There’s a mountain of evidence that building new market-rate housing reduces rents for lower-income people, because then rich people aren’t bidding up the price of less desirable housing stock.
If we don’t build homes for the well-off, those people don’t disappear, they buy up YOUR neighborhood.
You raise a valid point that should definitely play a big part in housing policy, but it seems the primary focus is on market-rate rather than affordable housing by an overwhelming degree. Especially out in California where I’m at. The wealthy need places to live, but so do I. 😂😭
Actually the problem in most of coastal California is that IZ requirements are intentionally so onerous as to block almost all new construction.
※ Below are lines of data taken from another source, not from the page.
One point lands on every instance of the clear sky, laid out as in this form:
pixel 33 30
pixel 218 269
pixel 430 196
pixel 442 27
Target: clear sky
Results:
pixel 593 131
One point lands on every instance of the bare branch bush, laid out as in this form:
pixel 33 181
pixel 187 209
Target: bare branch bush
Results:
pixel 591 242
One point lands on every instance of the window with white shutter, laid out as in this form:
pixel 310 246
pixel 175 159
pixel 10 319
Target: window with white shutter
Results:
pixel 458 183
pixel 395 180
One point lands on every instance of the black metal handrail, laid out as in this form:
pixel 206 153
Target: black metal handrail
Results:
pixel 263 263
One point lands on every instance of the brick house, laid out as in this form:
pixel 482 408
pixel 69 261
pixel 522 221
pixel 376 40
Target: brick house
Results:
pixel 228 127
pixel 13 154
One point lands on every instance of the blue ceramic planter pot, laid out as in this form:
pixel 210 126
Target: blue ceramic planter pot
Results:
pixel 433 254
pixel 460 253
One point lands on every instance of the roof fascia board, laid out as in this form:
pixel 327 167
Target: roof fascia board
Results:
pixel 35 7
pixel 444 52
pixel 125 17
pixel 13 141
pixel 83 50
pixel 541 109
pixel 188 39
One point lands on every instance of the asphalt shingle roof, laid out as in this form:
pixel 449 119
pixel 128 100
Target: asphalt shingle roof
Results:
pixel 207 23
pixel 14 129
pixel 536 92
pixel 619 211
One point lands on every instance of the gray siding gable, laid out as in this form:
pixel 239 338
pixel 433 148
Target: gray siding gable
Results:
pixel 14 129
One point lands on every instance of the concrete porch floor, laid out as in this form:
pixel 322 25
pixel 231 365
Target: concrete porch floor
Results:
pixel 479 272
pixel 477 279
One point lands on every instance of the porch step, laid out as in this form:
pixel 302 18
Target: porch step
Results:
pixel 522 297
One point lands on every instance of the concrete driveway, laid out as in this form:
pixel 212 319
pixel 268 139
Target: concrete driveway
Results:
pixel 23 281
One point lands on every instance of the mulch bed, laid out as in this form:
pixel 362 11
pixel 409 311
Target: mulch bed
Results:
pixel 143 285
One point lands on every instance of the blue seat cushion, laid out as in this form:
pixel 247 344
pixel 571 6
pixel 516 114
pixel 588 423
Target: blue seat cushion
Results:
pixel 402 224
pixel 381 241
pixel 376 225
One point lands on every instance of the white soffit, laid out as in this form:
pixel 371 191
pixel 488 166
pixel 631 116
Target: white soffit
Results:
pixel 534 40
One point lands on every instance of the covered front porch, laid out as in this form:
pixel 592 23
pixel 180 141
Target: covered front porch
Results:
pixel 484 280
So rich liberals get to say they’re for affordable housing while pushing policies that all but ensure it never gets built.
The places in the US with the biggest IZ requirement are all places along the California coast with average homes prices well in excess of a million dollars.
YAY I MADE THE RIGHT CHOICE MOVING BACK HERE! i found an old projects place in NW minneapolis that got fixed up and rent here is 1/3 what i was paying in california for less than half the size of this place
it's worth checking this area out, the social services just got fixed recently so there's like, food stamps & healthcare and legal pot. the winters here are not as bad as people always freak out about either
This previous winter was the most punishing winter I've ever seen in my 5-6 years since moving here, and the most punishing winter in my 40+ years of life lol.
And I say that as someone whose favorite season of the year is winter!